Rigorously proving that $\sum_{k=1}^{n}\sum_{j=1}^{k}d_j$ is equal to $\sum_{k=0}^{n-1}(n-k)d_{k+1}$ The way that I originally arrived upon $\sum_{k=0}^{n-1}(n-k)d_{k+1}$ is by seeing that $\sum_{k=1}^{n}\sum_{j=1}^{k}d_j$ is similar to a telescoping sum, as when the sums for various values of $k$ are written out a pattern emerges. The following is how I arrived at $\sum_{k=0}^{n-1}(n-k)d_{k+1}$:
Take the second sum $\sum_{j=1}^{k}d_j$ and look at a table of the expanded sum for different values of from $1$ to $n$
$$
\begin{array}{c|lcr}
k & \sum_{j=1}^{k}d_j\\
\hline
1 & d_1 \\
2 & d_1+d_2 \\
3 & d_1+d_2+d_3 \\
... & ... \\
n & d_1+d_2+d_3\ +\ ... \ +\ d_n \\
\end{array}
$$
Notice that  $d_1$ appears for every value of $k$ for a total of $n$ times, $d_2$ appears for every value of $k$ after $k=1$ for a total of $n-1$ times, and so on and so forth for every $d_k$ appearing $(n-k+1)$ times ending with $d_n$ appearing once. Therefore the two sums can be written as one which represents how often each $d_k$ appears, specifically $\sum_{k=1}^{n}(n-k+1)d_k$, or in a way that I find cleaner $\sum_{k=0}^{n-1}(n-k)d_{k+1}$.
My current problem with my argument is that I feel the introduction of the table and the argument about occurrences isn't very rigorous, is the a more rigorous way I could make my argument?

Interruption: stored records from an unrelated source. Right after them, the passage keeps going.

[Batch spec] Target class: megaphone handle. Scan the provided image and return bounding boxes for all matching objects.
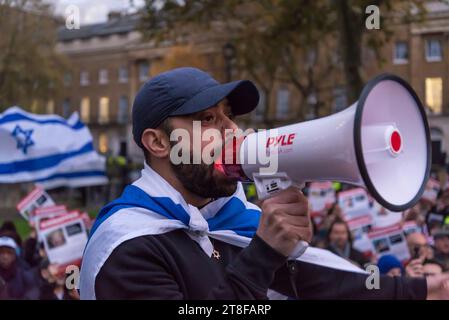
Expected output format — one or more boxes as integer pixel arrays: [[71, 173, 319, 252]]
[[288, 240, 309, 260], [253, 172, 309, 260]]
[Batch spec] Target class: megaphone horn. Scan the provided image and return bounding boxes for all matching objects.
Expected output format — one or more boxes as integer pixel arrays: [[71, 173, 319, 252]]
[[218, 74, 431, 211]]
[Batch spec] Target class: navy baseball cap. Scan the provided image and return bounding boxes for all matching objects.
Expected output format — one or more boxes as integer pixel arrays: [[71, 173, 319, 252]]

Thanks!
 A: I don't have a problem with your argument.  But if you're not happy with it you could always use induction.  The main step would be
$$\eqalign{
  \sum_{k=1}^{n+1}\sum_{j=1}^k d_j
  &=\Bigl(\sum_{k=1}^n\sum_{j=1}^k d_j\Bigr)
    +\Bigl(\sum_{j=1}^{n+1} d_j\Bigr)\cr
  &=\Bigl(\sum_{k=0}^{n-1}(n-k)d_{k+1}\Bigr)
    +\Bigl(\sum_{k=0}^n d_{k+1}\Bigr)\cr
  &=\Bigl(\sum_{k=0}^{n-1}(n-k)d_{k+1}+d_{k+1}\Bigr)+d_{n+1}\cr
  &=\sum_{k=0}^n (n+1-k)d_{k+1}\cr}$$
and I'll leave the formal details to you.
A: 
We can transform the double sum of the left-hand side to obtain the right-hand side as follows
  \begin{align*}
\sum_{k=1}^n\sum_{j=1}^kd_j&=\sum_{\color{blue}{1\leq j\leq k\leq n}}d_j=\sum_{j=1}^n\sum_{k=j}^nd_j\tag{1}\\
&=\sum_{j=1}^nd_j\sum_{k=j}^n1\tag{2}\\
&=\sum_{j=1}^nd_j(n-j+1)\tag{3}\\
&=\sum_{j=0}^{n-1}d_{j+1}(n-j)\tag{4}
\end{align*}
  and the claim follows by replacing in (4) the index $j$ with $k$.

Comment:


*

*In (1) we write the index region in a convenient form to better see what's going on. Then we write the double sum by changing the order of summation.

*In (2) we factor out $d_j$ from the inner sum.

*In (3) we simplify the inner sum.

*In (4) we shift the index by one to start with $j=0$.